Nel terzo tempo avvenne l'impensabile: Johnson segnò di nuovo per gli USA, e a dieci minuti dalla fine il capitano statunitense Mike Eruzione, intercettando un tentativo di liberare l'aria dei sovietici, lanciò il disco nell'angolo destro della porta difesa da Vladimir Myshkin, portando il punteggio sul 4-3 e facendo esplodere lo stadio (nella foto, l'esultanza di Eruzione). Da questo momento la partita non fu più USA – URSS ma URSS contro Jim Craig, che resse ad un'infinita serie di tiri dei sovietici, difendendo il risultato fino al termine della partita. Il pubblico in delirio iniziò a scandire il conto alla rovescia, riportato dal commentatore Al Michaels, con il famoso finale per il quale la gara sarebbe divenuta famosa: "Eleven seconds, you've got ten seconds, the countdown going on right now! Morrow, up to Silk. Five seconds left in the game. Do you believe in miracles?…YES!" (Undici secondi, vi restano dieci secondi, stanno contando alla rovescia in questo momento! Morrow per Silk, restano cinque secondi di gioco! Credete nei miracoli? Sì!)

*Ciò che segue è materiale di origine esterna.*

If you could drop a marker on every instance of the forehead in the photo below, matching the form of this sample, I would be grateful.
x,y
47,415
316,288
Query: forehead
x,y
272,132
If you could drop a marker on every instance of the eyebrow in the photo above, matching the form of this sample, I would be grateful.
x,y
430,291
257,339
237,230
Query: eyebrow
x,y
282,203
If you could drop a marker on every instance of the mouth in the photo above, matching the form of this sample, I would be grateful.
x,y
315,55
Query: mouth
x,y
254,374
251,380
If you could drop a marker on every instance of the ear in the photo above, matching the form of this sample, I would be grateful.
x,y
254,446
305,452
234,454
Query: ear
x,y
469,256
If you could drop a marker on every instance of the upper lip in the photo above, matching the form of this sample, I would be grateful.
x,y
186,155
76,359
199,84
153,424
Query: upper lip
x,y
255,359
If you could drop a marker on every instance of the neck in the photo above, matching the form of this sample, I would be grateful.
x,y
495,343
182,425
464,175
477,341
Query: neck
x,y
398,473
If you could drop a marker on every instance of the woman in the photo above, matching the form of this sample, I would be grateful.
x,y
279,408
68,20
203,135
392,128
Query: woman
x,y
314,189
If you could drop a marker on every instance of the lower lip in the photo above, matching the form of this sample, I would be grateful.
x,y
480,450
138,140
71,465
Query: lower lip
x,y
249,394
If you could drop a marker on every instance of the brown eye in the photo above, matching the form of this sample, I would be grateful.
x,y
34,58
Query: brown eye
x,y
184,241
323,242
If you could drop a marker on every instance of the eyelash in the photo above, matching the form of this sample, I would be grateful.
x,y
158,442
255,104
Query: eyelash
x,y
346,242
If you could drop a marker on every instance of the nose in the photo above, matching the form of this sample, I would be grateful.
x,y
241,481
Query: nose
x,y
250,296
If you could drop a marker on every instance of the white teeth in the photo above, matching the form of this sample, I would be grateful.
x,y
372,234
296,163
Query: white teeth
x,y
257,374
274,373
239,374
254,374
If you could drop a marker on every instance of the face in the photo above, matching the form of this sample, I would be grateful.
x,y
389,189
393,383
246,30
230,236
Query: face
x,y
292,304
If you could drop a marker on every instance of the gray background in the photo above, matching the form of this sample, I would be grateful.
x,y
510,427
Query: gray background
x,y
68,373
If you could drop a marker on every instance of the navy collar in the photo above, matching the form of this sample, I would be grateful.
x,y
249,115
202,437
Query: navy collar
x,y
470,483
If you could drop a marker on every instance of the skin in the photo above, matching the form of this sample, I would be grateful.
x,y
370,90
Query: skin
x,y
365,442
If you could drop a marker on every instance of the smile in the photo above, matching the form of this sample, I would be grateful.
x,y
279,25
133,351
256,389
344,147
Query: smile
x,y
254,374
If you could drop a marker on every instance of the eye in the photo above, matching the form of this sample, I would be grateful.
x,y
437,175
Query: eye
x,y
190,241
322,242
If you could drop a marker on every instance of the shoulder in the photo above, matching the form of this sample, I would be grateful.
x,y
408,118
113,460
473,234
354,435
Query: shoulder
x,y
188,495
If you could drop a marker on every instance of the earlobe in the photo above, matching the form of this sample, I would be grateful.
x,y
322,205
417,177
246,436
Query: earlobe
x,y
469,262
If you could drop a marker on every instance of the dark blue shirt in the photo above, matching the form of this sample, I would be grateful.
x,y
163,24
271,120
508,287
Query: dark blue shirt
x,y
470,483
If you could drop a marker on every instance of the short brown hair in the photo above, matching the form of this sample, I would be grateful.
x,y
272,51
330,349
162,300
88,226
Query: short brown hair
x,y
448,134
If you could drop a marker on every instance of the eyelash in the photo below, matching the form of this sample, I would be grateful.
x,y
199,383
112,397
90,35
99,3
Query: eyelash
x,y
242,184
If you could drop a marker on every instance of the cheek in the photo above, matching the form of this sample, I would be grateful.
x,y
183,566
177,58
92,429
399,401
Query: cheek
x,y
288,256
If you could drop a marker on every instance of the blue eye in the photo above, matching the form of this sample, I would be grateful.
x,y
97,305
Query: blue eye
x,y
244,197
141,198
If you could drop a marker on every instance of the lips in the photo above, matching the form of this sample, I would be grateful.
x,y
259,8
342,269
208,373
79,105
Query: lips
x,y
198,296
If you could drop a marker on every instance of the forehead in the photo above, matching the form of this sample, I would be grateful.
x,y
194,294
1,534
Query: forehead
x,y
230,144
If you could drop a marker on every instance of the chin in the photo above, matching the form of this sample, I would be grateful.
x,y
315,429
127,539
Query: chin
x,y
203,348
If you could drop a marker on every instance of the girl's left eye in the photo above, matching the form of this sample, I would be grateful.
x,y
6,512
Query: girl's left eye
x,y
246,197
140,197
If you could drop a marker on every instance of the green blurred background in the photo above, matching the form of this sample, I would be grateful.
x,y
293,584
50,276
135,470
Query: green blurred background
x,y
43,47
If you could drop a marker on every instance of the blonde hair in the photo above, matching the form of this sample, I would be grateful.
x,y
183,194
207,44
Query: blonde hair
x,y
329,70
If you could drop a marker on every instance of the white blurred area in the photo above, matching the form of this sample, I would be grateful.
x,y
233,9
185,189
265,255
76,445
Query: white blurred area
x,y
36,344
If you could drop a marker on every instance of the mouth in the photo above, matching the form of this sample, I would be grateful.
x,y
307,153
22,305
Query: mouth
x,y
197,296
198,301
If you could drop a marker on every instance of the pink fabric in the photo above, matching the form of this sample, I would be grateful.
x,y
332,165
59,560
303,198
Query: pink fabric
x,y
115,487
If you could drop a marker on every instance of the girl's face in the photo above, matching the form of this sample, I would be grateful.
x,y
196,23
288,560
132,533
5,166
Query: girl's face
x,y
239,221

Le emozioni della partita USA – URSS furono talmente memorabili che ancora oggi molti credono sia stata proprio quella la gara che assegnò l'oro agli statunitensi, in realtà mancava ancora la gara con la Finlandia. Come per l'incontro precedente Brooks impose ai suoi un duro allenamento prima della partita, determinato a mantenere alta la concentrazione nonostante l'incredibile vittoria contro i sovietici e le conseguenti celebrazioni. Ancora una volta gli USA andarono partirono male, ma nel terzo tempo gli USA riuscirono a ottenere la vittoria segnando quattro gol fissando il punteggio sul 4-2. Eruzione salì sul gradino più alto del podio invitando Brooks e tutta la squadra a salire con lui, mentre il pubblico delirante cantava God bless America: il miracolo si era compiuto.